189 Monday Musings: The AAP phenomena and organisations

189 Monday Musings: The AAP phenomena and organisations

The victory of the political novice AAP in Delhi will be dissected for quite some time now as it must be. The so called middle class shot to economic prominence in the last decade of the previous century with its colossal purchasing power along with consumption power. Every producer of goods and services paid homage to the likes and dislikes of this block of consumers. Choice was a bad word till then because the consumer had none and the producers had no incentive to give one – from scooters to TV, from telephone to clothes the gloom of choicelessness was all pervasive. Economic emancipation fired and fanned by the forces of liberalization finally changed that. Business writing started to recognize the collective might of the middle class and perhaps the best work on this came from the bureaucrat Pavan K Verma who wrote ‘The great Indian middle class’. 

Economic emancipation often makes way for a need for political and cultural emancipation. The AAP dent in the political universe must be seen in that light. A group of people wanted a voice, wanted to be heard and taken notice of – and when the traditional system refused to do that they made themselves heard by taking matters in their own hands.

Let us examine the lessons for organizations from this.
#1. Recognize the shifts in the voices for all segments/functions/departments. With time the prominence of departments change and the voice available to them must be commensurate to their emerging criticality. Backbenchers of yesteryears may be at the vanguard of tomorrow.

#2 Provide organized and formal avenues of expression to teams and individuals. It is foolhardy to believe that the system ‘knows what ails itself’ all the time. The power of self correction is often overestimated in systems however desirable it might be. One never knows when a minor thread of discontent becomes a short fuse for a revolt.

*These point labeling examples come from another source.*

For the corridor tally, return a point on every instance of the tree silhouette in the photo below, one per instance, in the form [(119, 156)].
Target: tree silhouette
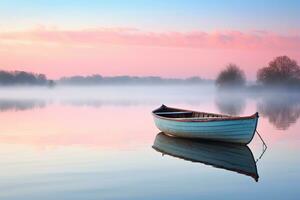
[(280, 71), (231, 77)]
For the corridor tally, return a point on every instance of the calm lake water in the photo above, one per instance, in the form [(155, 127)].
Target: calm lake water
[(96, 143)]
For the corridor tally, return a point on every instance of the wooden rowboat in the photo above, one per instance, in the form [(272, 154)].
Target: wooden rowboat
[(201, 125), (232, 157)]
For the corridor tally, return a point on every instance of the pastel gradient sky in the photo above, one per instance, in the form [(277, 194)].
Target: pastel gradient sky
[(145, 37)]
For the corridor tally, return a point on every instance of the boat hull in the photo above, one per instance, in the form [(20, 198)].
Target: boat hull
[(232, 157), (235, 131)]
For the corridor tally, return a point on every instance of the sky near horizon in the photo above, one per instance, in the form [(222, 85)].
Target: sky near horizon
[(144, 37)]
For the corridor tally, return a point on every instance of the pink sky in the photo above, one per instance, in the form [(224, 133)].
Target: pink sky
[(130, 51)]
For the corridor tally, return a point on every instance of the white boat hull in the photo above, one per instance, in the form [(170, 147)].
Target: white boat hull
[(235, 130)]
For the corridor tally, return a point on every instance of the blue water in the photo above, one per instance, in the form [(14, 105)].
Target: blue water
[(97, 144)]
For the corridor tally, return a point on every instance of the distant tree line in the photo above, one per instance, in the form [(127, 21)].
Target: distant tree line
[(23, 78), (281, 72)]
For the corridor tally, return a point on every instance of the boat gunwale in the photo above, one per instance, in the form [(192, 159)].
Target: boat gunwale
[(223, 118)]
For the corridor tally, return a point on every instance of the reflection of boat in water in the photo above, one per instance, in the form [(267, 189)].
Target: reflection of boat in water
[(192, 124), (237, 158)]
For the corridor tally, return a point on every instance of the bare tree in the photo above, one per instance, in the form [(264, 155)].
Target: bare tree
[(231, 77), (280, 71)]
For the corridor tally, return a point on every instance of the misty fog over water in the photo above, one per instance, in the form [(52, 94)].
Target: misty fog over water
[(70, 141)]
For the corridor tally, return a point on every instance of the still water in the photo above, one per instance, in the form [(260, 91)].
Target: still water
[(101, 143)]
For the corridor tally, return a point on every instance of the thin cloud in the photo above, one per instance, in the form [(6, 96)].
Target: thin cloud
[(131, 36)]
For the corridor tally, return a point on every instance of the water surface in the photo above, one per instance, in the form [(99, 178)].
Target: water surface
[(96, 143)]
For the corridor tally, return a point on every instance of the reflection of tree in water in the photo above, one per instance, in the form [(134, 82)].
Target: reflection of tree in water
[(18, 105), (231, 104), (281, 111)]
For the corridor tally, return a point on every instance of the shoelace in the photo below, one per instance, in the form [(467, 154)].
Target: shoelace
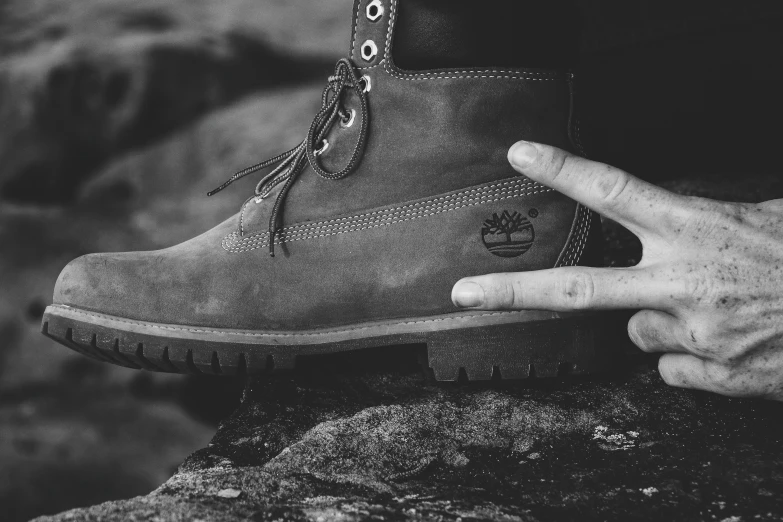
[(291, 163)]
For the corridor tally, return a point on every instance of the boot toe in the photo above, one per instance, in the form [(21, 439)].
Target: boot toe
[(106, 283)]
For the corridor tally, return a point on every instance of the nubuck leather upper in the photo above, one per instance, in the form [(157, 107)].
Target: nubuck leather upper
[(400, 188)]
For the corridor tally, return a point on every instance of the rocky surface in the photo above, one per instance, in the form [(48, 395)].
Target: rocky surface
[(370, 437), (390, 446), (118, 117)]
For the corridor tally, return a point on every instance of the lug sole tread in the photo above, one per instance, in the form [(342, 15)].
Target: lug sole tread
[(489, 353)]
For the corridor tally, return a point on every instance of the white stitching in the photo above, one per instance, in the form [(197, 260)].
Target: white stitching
[(251, 334), (578, 242), (496, 186), (449, 75), (367, 68), (259, 243), (232, 243)]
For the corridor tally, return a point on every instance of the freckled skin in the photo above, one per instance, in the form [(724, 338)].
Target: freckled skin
[(709, 285)]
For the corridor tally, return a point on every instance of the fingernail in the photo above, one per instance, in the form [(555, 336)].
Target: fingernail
[(468, 295), (522, 154)]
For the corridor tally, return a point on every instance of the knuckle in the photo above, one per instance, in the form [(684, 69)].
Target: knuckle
[(699, 287), (636, 337), (577, 290), (503, 293), (723, 378), (610, 186), (559, 164)]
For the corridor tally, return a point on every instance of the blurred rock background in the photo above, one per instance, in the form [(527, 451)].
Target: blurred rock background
[(117, 116)]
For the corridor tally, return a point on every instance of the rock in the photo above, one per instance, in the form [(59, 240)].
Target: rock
[(393, 446), (73, 97)]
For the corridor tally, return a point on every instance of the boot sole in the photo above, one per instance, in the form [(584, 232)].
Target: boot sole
[(472, 346)]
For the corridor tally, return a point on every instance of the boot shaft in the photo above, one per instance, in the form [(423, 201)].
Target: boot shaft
[(429, 132)]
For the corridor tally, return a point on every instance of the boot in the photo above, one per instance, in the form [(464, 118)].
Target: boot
[(355, 237)]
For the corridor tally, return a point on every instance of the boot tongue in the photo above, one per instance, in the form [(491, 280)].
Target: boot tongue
[(290, 164)]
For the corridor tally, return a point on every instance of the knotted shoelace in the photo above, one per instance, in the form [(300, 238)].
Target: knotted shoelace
[(290, 164)]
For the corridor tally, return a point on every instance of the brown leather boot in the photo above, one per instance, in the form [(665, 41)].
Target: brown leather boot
[(400, 189)]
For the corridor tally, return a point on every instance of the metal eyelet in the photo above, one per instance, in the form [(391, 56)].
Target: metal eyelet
[(369, 50), (367, 83), (374, 10), (324, 146), (349, 123)]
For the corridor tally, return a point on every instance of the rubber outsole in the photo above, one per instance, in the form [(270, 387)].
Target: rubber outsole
[(504, 350)]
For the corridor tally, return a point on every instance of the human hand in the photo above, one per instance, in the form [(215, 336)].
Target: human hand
[(709, 284)]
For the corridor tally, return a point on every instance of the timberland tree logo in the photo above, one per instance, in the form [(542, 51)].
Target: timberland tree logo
[(508, 235)]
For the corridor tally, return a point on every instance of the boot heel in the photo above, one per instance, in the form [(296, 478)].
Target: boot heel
[(517, 351)]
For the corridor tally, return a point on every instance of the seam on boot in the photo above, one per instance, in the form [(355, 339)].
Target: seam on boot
[(497, 191), (521, 74), (281, 333), (578, 238)]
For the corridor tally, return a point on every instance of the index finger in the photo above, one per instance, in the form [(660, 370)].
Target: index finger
[(612, 192), (567, 289)]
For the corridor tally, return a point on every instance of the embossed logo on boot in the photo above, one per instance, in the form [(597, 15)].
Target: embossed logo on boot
[(508, 234)]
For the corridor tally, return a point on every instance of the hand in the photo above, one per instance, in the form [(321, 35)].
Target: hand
[(709, 284)]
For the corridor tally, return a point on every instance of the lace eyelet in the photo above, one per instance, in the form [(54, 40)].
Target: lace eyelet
[(369, 51), (349, 123), (367, 83), (324, 146), (374, 10)]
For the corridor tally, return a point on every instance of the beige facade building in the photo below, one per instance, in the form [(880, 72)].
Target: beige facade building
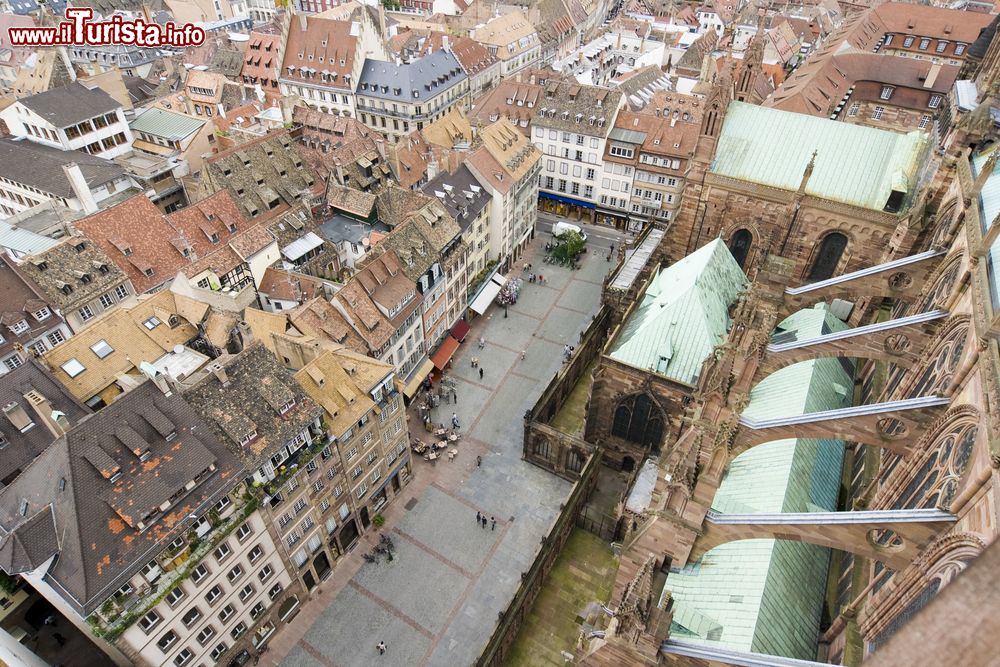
[(365, 417)]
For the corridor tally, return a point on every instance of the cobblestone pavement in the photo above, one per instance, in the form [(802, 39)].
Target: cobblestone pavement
[(437, 602)]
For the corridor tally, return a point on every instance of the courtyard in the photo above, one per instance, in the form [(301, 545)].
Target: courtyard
[(437, 602)]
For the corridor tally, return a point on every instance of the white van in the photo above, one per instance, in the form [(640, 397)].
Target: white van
[(561, 228)]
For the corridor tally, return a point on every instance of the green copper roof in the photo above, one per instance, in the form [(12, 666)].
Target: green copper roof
[(163, 123), (989, 208), (683, 315), (766, 595), (854, 164)]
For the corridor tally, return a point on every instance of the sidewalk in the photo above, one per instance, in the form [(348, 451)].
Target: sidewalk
[(437, 602)]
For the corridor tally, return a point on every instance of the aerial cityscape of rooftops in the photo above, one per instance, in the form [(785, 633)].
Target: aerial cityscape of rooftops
[(454, 333)]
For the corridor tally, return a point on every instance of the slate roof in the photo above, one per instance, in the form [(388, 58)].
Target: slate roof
[(19, 300), (41, 167), (570, 106), (65, 265), (95, 514), (256, 387), (415, 82), (683, 315), (69, 105), (819, 85), (23, 446), (137, 236), (461, 193), (879, 158)]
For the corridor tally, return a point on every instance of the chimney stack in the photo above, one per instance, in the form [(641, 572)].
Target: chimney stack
[(54, 420), (79, 186), (219, 371)]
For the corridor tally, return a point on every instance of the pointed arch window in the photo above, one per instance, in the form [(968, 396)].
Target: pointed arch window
[(739, 246), (828, 257), (637, 419)]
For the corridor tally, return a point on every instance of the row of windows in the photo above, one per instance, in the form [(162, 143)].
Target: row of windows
[(925, 43)]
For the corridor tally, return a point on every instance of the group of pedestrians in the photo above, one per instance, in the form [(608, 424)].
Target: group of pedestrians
[(482, 521)]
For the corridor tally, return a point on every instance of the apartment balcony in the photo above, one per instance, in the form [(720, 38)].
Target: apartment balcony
[(118, 614)]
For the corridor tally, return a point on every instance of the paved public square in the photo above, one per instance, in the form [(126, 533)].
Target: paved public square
[(437, 602)]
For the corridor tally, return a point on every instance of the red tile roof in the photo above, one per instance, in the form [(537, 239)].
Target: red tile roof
[(137, 236), (322, 45)]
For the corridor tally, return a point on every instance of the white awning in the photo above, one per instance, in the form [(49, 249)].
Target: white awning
[(490, 291), (301, 246)]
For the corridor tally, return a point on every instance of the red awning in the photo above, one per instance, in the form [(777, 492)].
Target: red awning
[(444, 353), (460, 330)]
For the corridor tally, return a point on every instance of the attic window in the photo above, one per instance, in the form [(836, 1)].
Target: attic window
[(73, 367), (101, 349)]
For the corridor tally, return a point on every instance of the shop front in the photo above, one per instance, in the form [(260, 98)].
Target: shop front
[(566, 207)]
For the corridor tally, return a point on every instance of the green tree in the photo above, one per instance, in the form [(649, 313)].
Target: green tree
[(570, 244)]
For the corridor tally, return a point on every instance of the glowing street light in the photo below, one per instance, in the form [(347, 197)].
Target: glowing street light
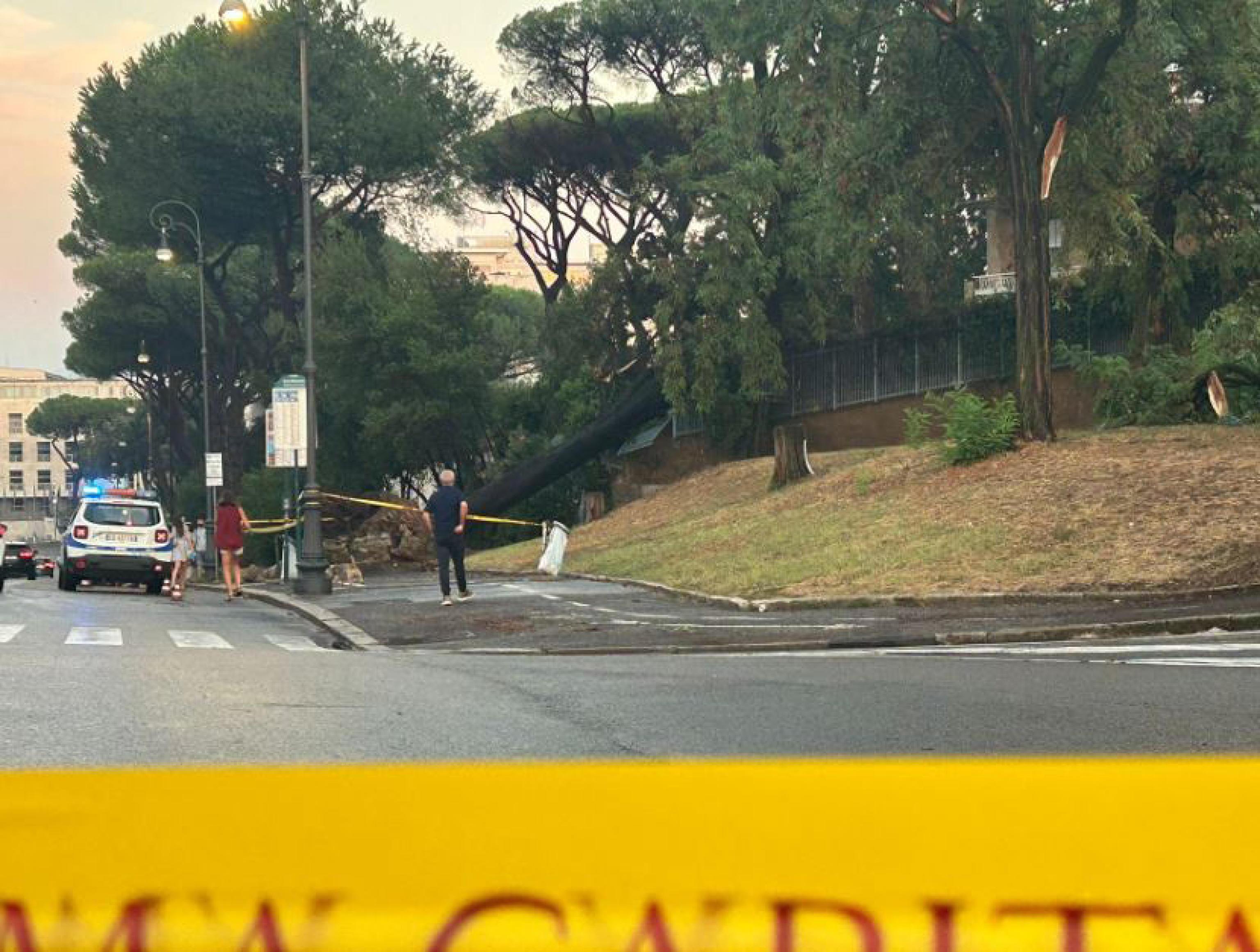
[(164, 251), (235, 13)]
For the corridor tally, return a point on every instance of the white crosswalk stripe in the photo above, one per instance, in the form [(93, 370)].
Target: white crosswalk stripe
[(100, 636), (111, 638), (198, 639), (293, 643)]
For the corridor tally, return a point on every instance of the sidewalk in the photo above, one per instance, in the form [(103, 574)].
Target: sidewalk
[(579, 616)]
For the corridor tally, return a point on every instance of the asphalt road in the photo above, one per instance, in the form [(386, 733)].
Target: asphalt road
[(116, 678)]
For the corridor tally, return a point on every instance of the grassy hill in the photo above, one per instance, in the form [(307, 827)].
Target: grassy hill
[(1165, 508)]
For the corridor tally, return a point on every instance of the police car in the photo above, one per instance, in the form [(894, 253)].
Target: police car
[(116, 536)]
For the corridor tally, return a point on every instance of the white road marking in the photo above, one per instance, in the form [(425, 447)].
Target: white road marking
[(1197, 662), (686, 626), (1093, 649), (95, 636), (293, 643), (198, 639)]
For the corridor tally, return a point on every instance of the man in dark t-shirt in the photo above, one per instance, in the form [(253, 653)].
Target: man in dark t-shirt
[(447, 517)]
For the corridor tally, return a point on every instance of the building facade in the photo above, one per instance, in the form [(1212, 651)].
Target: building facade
[(36, 477), (497, 258)]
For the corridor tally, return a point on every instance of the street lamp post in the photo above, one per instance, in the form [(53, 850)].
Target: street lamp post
[(312, 563), (160, 217), (143, 359)]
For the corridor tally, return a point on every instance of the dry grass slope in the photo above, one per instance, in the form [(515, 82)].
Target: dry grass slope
[(1144, 509)]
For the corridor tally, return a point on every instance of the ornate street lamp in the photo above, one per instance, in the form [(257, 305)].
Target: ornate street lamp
[(162, 218)]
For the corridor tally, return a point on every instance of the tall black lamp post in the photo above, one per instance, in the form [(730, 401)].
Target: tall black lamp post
[(312, 563)]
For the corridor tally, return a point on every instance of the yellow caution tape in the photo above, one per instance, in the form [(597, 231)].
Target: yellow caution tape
[(379, 503), (503, 522), (797, 857), (418, 509), (274, 531)]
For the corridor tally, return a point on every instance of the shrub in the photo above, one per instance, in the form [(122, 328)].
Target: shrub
[(975, 429), (1157, 392)]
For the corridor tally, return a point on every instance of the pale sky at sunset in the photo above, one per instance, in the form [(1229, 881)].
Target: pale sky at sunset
[(48, 48)]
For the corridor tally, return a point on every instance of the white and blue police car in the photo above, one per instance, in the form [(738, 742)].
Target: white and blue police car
[(116, 536)]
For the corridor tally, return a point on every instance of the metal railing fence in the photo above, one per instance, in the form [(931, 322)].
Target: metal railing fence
[(904, 364)]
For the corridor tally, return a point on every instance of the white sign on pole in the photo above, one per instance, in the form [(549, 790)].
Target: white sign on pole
[(289, 418), (213, 470), (270, 417)]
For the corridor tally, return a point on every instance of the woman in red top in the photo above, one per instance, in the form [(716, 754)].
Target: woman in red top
[(230, 529)]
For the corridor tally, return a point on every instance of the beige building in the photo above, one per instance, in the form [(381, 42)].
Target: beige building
[(495, 256), (36, 475)]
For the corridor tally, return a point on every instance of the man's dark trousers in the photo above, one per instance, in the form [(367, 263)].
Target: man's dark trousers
[(452, 551)]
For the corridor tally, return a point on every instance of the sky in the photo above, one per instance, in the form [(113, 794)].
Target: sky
[(48, 50)]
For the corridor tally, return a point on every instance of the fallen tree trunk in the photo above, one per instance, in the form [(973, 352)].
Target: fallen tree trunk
[(642, 403)]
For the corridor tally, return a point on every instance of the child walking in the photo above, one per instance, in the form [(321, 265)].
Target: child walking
[(182, 556)]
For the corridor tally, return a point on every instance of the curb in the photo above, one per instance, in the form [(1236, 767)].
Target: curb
[(1187, 625), (346, 636), (928, 601)]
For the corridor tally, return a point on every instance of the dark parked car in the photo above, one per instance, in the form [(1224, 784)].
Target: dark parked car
[(19, 561)]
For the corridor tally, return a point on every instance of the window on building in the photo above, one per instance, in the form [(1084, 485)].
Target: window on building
[(1056, 233)]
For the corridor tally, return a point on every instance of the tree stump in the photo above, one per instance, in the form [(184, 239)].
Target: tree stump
[(792, 457)]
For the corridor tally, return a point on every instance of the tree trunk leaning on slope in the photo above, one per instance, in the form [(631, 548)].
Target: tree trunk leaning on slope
[(643, 403), (792, 460), (1032, 124)]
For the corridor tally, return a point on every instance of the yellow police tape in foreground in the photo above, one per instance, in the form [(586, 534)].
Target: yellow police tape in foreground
[(879, 857)]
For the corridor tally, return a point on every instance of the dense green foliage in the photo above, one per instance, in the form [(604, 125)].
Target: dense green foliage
[(96, 437), (211, 118), (975, 429)]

#3. Change the nature and the idiom of discourse with the changing times. Speak in metaphors of the times and not of a bygone era. When the corporate geriatrics (read 45 plus) rule the Gen X, fault lines will emerge. Similarly each function has a different idiom and when the conversation within the organization takes place in the idiom of the dominant department then we are sowing seeds of discontent. The organizations must have an amoebic ability to reach out and engage in ‘local’ idiom of every unit, function and department.

#4. Finally, never underestimate an upstart. Do not ridicule early voices for or against an idea or a policy. Isolated voices gather momentum because, to borrow Voltaire’s words, ‘it’s time may have come’. Organizational movements are messier than political revolts because they are rarely visible. They can paralyze a system, rob it of its ability to create what it can and be what it can be.